Airlines are more likely to accept responsibility and pay up for lost or damaged luggage if you report the problem straightaway. Before leaving the luggage reclaim hall, go to the airline desk where you'll be given a copy of the Property Irregularity Report (PIR) that's used by airline staff to record the details. While this isn't a legal requirement, and there maybe a reason why it's not possible to get one (an unmanned desk at a small airport, for example) you're still entitled to claim. But without a PIR, the process is likely to be more of an uphill battle.
As well as personal and flight details, you'll need to give an accurate description of a missing bag, recording any distinguishing features. A good tip (for the highly organised) is to keep a photo of your luggage on your phone in case you ever need to make this sort of report. Photographic evidence can also help if you are reporting damaged luggage. Write to the airline, enclosing the a copy of the PIR, within seven days of the flight.

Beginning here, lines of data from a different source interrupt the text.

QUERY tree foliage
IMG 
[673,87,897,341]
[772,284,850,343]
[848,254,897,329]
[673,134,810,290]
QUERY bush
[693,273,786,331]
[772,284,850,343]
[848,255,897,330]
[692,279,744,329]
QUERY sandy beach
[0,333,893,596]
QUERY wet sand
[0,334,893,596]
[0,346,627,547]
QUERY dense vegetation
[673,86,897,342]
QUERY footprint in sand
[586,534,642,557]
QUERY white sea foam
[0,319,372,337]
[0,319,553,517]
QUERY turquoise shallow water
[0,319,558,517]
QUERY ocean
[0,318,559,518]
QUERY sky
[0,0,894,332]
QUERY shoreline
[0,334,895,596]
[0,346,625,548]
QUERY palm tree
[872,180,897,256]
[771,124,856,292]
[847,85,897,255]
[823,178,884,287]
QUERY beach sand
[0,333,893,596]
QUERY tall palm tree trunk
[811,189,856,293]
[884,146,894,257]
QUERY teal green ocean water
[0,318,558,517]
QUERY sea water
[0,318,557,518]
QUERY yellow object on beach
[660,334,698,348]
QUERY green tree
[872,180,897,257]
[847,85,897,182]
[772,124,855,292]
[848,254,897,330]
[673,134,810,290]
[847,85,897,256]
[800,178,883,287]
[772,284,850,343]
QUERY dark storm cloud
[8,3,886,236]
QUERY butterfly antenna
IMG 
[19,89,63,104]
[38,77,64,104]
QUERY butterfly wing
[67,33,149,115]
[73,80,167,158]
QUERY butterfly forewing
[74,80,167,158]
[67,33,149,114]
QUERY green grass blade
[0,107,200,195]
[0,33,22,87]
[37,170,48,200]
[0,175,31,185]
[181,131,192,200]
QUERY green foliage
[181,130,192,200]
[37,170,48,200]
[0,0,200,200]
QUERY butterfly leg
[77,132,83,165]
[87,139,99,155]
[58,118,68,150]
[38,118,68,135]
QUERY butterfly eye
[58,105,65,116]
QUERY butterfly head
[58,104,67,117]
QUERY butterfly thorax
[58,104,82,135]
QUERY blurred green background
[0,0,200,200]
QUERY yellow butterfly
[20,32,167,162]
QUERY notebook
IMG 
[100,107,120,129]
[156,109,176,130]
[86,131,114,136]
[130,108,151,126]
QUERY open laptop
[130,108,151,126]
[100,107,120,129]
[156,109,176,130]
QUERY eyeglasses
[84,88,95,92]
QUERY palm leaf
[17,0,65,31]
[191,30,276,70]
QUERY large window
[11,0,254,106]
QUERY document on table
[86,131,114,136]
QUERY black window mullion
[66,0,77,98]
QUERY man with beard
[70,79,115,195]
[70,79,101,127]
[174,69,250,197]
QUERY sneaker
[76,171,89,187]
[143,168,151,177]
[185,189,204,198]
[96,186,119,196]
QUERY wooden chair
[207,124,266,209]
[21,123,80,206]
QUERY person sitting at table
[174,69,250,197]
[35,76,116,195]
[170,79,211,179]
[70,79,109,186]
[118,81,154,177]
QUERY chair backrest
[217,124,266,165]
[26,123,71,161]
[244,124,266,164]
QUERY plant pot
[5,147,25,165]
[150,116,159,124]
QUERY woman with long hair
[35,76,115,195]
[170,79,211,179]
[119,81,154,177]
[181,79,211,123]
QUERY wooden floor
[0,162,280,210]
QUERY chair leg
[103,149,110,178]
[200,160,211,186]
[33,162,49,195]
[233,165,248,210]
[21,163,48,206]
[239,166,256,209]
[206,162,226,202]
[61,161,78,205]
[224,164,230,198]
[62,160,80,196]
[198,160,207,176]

If your luggage turns up a day or two late, it's up to the airline to make arrangements for getting it to you as efficiently as possible, but where luggage doesn't show up, you should be able to monitor it through the tracing procedure, either by contacting baggage services at the airport, the airline's central department or by logging into an online baggage-tracing page with a reference number. This reference will relate to the luggage receipt usually attached to your passport or boarding card at check-in or bag-drop, so you'll need to keep it to hand. If there's no sign of it after three weeks, the bag will be declared lost.
If your bag has gone missing on the outward flight and you find you're on holiday with no possessions, airlines are obliged to cover costs of "essential items". However, this definition can be a sticking point when it comes to compensation. Depending on the attitude of the airline, it may argue that "essential items" are classified as toiletries, underwear or laundry costs rather than a brand new outfit. Ask the airline what its policy is and keep receipts for anything you buy. A potential complication is when your bag has been transferred to another one or two airlines within a single journey. In this case it makes sense to claim from the last one flown, as it's this airline which usually handles the claim.
Compensation usually comes in the form of an upfront cash payment, a fixed daily budget or remittance once your claim and receipts have been submitted. Note that your expenses claim must be sent to the airline's customer relations department within 21 days of recovering a delayed bag. Depending on various factors such as how complicated your claim is, and the time of year, it may take as long as a couple of months to process.
However, you're likely to find the airline tries to pass the buck by suggesting you take the issue of compensation up with your travel insurer. Depending on your policy, you may get a higher level of cover this way (the maximum payout from an airline is around £1,000 ($A1,929), but it's unlikely to be anything like this much, in reality). Be sure to check your insurer's excess charge and small print first - some policies provide minimal or no cover for luggage while in the care of an airline.